Search code examples
sqlrdbplyr

Is R dbplyr "smart" enough to determine the SQL database type and apply appropriate syntax?


library(tidyverse)
con <- DBI::dbConnect(RSQLite::SQLite(), ":memory:")
copy_to(con, mtcars)
mtcars2 <- tbl(con, "mtcars")

As I'm starting to learn SQL my first big lesson is that the syntax will be different dependent on database type.

For example, this type of query will often work:

mtcars3 <- DBI::dbGetQuery(con, "SELECT * FROM mtcars LIMIT 5")

But on some SQL databases I try SELECT * FROM xyz LIMIT 5 and I get a syntax error. I then try something along the lines of:

DBI::dbGetQuery(con, "SELECT TOP 5 * FROM xyz")

and I'm able to get the result I want.

This makes me very curious as to what will happen when I start using dbplyr exclusively and forego using SQL queries at all (to the extent possible).
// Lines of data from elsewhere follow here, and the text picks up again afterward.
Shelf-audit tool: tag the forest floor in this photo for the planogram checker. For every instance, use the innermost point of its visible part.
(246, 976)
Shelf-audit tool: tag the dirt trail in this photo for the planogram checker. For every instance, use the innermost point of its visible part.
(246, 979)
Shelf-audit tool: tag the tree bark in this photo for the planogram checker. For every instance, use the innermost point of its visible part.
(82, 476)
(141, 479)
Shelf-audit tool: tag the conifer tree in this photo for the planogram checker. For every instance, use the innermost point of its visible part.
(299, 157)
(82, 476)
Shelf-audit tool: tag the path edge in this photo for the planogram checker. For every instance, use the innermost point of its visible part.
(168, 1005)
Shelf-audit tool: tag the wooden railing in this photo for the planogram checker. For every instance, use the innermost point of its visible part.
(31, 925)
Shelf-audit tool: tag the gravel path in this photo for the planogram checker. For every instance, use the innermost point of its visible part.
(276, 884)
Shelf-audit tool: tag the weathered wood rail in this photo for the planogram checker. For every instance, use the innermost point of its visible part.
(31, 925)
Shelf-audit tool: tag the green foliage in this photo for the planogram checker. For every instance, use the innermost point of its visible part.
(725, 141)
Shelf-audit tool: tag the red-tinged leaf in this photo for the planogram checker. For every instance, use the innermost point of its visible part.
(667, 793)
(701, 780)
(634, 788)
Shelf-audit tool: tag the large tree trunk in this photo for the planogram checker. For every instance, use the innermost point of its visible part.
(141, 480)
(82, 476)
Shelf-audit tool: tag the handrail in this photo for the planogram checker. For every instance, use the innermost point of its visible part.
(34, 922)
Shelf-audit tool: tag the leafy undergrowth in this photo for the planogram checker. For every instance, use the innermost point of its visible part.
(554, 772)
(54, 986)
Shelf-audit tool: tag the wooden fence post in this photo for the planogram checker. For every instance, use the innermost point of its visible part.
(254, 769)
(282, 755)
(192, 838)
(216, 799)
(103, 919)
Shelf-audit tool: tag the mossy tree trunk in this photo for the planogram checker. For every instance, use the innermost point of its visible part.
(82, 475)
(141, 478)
Is dbplyr going to be "smart" enough to recognize the different SQL databases I'm working in? And more importantly will dbplyr apply the correct syntax, dependent on database type?


Solution

  • Yes, dbplyr is 'smart' enough to use the connect type of the table when translating dplyr commands to database (SQL) syntax. Consider the following example:

    library(dplyr)
    library(dbplyr)
    data(mtcars)
    
    # mimic postgre database
    df_postgre = tbl_lazy(mtcars, con = simulate_postgres())
    df_postgre %>% head(5) %>% show_query()
    
    # resulting SQL translation
    <SQL>
    SELECT *
    FROM `df`
    LIMIT 5
    
    # mimic MS server database
    df_server = tbl_lazy(mtcars, con = simulate_mssql())
    df_server %>% head(5) %>% show_query()
    
    # resulting SQL translation
    <SQL>
    SELECT TOP(5) *
    FROM `df`
    

    You can experiment with the different simulate_* functions in dbplyr to check translations for your particular database.